Hello,

This email is broken into three parts for clarity.

My thoughts on the root problems of memory allocation.
A demo of a new (?) allocator algorithm.
A proposal and request for feedback.

[=My Perspective=]

I see “being unable to communicate intent” as the main problem with high-performance memory allocation. When I need space on the heap, it is usually in one of two patterns. Sometimes I need a quick, temporary buffer in the middle of a calculation that cannot exist on the stack for some reason. This is allocated in a LIFO pattern (as the stack frames that require them push and pop). Other times I need to store persistent state, such as a simulation or an in-memory database. Other people may have different patterns because they have different needs.

The key point is how different these patterns are.

There are workarounds, such as small string optimization and pmr::monotonic_buffer_resources. SSO is an automatic win, which is nice, but the things that require the programmer to do something specific tend to be algorithm-focused (rather than intent-focused). Adding third-party dependencies for low-level memory access can be unsettling, too.

[=Demo=]

So immediately after suggesting that we do not focus on algorithms, here is an algorithm.

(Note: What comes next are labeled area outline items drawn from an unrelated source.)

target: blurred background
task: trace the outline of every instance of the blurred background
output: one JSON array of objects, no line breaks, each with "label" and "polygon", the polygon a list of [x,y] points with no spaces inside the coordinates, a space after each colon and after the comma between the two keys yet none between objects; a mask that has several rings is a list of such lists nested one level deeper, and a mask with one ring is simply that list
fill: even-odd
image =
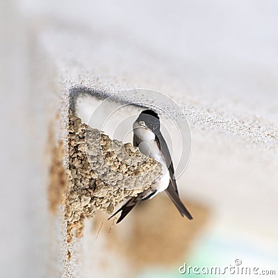
[{"label": "blurred background", "polygon": [[[1,277],[175,277],[184,263],[236,259],[278,275],[276,1],[0,5]],[[111,231],[97,215],[69,264],[47,150],[56,99],[79,85],[147,88],[181,106],[192,152],[178,184],[195,220],[163,194]]]}]

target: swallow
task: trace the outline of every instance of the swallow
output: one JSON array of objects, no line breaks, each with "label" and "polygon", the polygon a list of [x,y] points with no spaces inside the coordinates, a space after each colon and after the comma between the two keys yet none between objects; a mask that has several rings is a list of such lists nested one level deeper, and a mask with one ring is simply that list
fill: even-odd
[{"label": "swallow", "polygon": [[142,111],[133,123],[133,145],[138,147],[139,150],[145,156],[152,157],[161,163],[162,177],[156,180],[149,189],[128,200],[108,219],[122,211],[117,221],[117,223],[119,223],[135,206],[153,198],[164,190],[181,216],[186,215],[189,220],[193,219],[179,198],[173,163],[160,127],[159,117],[156,112],[152,110]]}]

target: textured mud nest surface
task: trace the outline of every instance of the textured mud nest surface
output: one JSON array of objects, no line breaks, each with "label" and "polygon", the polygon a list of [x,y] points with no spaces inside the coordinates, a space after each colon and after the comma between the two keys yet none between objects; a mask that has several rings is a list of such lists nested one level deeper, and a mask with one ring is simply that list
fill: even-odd
[{"label": "textured mud nest surface", "polygon": [[161,165],[130,143],[113,140],[83,124],[70,112],[68,133],[68,190],[65,219],[82,236],[83,220],[102,209],[108,213],[125,197],[136,196],[161,174]]}]

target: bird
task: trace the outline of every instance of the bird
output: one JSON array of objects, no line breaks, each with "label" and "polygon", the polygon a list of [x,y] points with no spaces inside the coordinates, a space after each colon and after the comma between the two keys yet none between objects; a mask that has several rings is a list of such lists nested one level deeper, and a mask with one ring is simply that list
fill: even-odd
[{"label": "bird", "polygon": [[173,162],[160,127],[158,115],[155,111],[148,109],[140,113],[133,123],[133,145],[138,147],[145,156],[152,157],[161,163],[162,177],[155,180],[149,188],[129,199],[108,220],[121,211],[120,217],[116,222],[119,223],[137,204],[152,199],[164,190],[182,217],[186,215],[189,220],[193,219],[179,197]]}]

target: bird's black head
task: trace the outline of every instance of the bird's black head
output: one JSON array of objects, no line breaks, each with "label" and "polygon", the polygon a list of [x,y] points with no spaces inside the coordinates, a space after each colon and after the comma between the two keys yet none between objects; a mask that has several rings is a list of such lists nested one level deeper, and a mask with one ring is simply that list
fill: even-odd
[{"label": "bird's black head", "polygon": [[144,121],[146,126],[152,131],[158,131],[161,128],[158,115],[152,110],[145,110],[141,112],[136,121]]}]

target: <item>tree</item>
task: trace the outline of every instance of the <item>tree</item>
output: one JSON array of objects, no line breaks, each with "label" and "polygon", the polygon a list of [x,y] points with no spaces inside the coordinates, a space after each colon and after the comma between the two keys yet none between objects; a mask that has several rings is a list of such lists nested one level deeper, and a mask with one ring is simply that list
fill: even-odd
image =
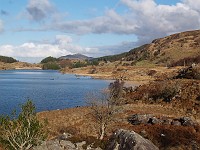
[{"label": "tree", "polygon": [[41,63],[44,64],[44,63],[57,62],[57,61],[58,61],[57,58],[49,56],[49,57],[44,58],[44,59],[41,61]]},{"label": "tree", "polygon": [[123,80],[115,80],[109,85],[110,102],[114,105],[119,105],[123,99],[123,87],[125,82]]},{"label": "tree", "polygon": [[[120,83],[120,85],[117,83]],[[114,121],[114,116],[119,110],[119,106],[116,104],[119,102],[119,95],[123,84],[121,84],[120,81],[115,81],[112,84],[113,85],[109,86],[108,89],[100,93],[90,93],[88,96],[90,108],[92,110],[91,115],[99,125],[100,140],[104,138],[108,125]]]},{"label": "tree", "polygon": [[[9,150],[28,150],[45,140],[44,123],[36,117],[35,106],[28,100],[15,117],[0,117],[0,142]],[[12,118],[12,119],[11,119]]]}]

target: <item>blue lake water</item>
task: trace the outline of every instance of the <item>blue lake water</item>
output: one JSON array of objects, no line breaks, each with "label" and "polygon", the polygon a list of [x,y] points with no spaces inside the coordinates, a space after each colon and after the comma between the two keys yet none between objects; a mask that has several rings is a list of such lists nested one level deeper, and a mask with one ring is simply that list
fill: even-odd
[{"label": "blue lake water", "polygon": [[88,92],[106,88],[109,83],[51,70],[3,70],[0,71],[0,114],[19,110],[19,105],[27,99],[33,101],[37,111],[84,106]]}]

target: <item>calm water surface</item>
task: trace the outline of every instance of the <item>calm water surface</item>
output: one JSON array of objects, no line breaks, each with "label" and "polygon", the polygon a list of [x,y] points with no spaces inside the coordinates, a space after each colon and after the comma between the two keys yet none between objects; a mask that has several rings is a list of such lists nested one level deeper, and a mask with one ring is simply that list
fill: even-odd
[{"label": "calm water surface", "polygon": [[44,70],[0,71],[0,114],[10,114],[27,99],[37,111],[85,105],[89,91],[106,88],[109,81]]}]

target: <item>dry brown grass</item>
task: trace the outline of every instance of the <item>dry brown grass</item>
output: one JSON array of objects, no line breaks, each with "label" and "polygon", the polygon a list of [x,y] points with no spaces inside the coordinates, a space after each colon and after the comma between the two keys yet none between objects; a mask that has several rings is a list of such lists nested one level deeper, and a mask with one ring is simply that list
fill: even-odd
[{"label": "dry brown grass", "polygon": [[[176,149],[176,146],[183,150],[186,145],[192,141],[200,144],[200,128],[170,126],[170,125],[131,125],[127,121],[127,117],[135,114],[153,114],[157,117],[166,116],[170,118],[178,118],[186,116],[184,110],[178,110],[171,105],[157,104],[127,104],[119,109],[119,113],[115,116],[115,122],[108,127],[107,136],[109,137],[115,130],[119,128],[134,130],[137,133],[146,132],[146,138],[152,140],[160,148],[167,147]],[[73,140],[89,140],[98,136],[98,127],[95,120],[92,119],[89,107],[70,108],[65,110],[55,110],[38,113],[39,119],[48,119],[49,138],[53,138],[63,132],[71,133],[75,136]],[[200,118],[198,118],[200,119]],[[200,123],[200,122],[199,122]],[[166,134],[166,137],[161,137]],[[181,148],[183,147],[183,148]],[[189,147],[188,147],[189,149]]]}]

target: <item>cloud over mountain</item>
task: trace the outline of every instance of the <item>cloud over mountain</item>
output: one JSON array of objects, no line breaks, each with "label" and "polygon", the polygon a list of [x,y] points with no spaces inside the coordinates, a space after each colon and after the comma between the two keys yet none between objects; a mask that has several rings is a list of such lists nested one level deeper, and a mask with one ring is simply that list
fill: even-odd
[{"label": "cloud over mountain", "polygon": [[54,8],[48,0],[30,0],[26,10],[31,20],[42,21],[52,14]]},{"label": "cloud over mountain", "polygon": [[74,34],[135,34],[144,44],[174,32],[200,28],[200,2],[183,0],[176,5],[161,5],[154,0],[121,0],[128,11],[119,14],[113,9],[103,16],[87,20],[60,21],[49,29]]},{"label": "cloud over mountain", "polygon": [[0,19],[0,33],[3,32],[4,26],[3,26],[3,21]]},{"label": "cloud over mountain", "polygon": [[57,35],[52,43],[27,42],[18,46],[1,45],[0,55],[17,58],[41,58],[47,56],[60,57],[67,54],[82,53],[91,55],[98,53],[97,48],[81,47],[73,43],[71,37]]}]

In the case of LIFO allocations that must be on the heap, a large block of memory can be reserved and sliced up like a stack. Allocations grow the stack, and deallocations shrink the stack. If the page cannot store the next allocation, then a new block can be allocated (or it can be given to a different allocator). This tends to be fast, but, if a container resizes, then it will create gaps that waste memory until the stack is able to shrink. Live allocations bury the dead allocations behind them (until they deallocate too).

My algorithm uses two stacks, one at the bottom of the page allocating up, and one at the top of the page allocating down. Both stacks allocate toward the center, so they make full use of the buffer, but allocations alternate between the two stacks. During a resize, if the other stack happens to be chosen, and the first stack has nothing above the old buffer, then the old buffer will be free after the container copies its contents out of the old buffer. This is likely to help, for example, a single container that resizes many times in a row.

It has the following properties:

The stacks can expand indefinitely by adding extra pages to the vector.
It can be as tightly packed as the configurable alignment allows. (Demo is set to 64 bytes.)
Some allocations can cleanly deallocate early.
Each system is per-thread (thread_local) so that thread pool tasks clean up on completion.
Any types can be stored together in the page.

Godbolt: https://godbolt.org/z/znq1j3
GitHub: https://github.com/ScottMichaud/MiscCpp_DoubleStackAllocator

One benchmark used a Mersenne Twister to push random numbers onto a vector. The elements of that vector are then pushed onto two other vectors, one for even numbers and one for odd numbers. Each of these benchmarks were run on a 16-core, 32-thread AMD processor running Windows 10.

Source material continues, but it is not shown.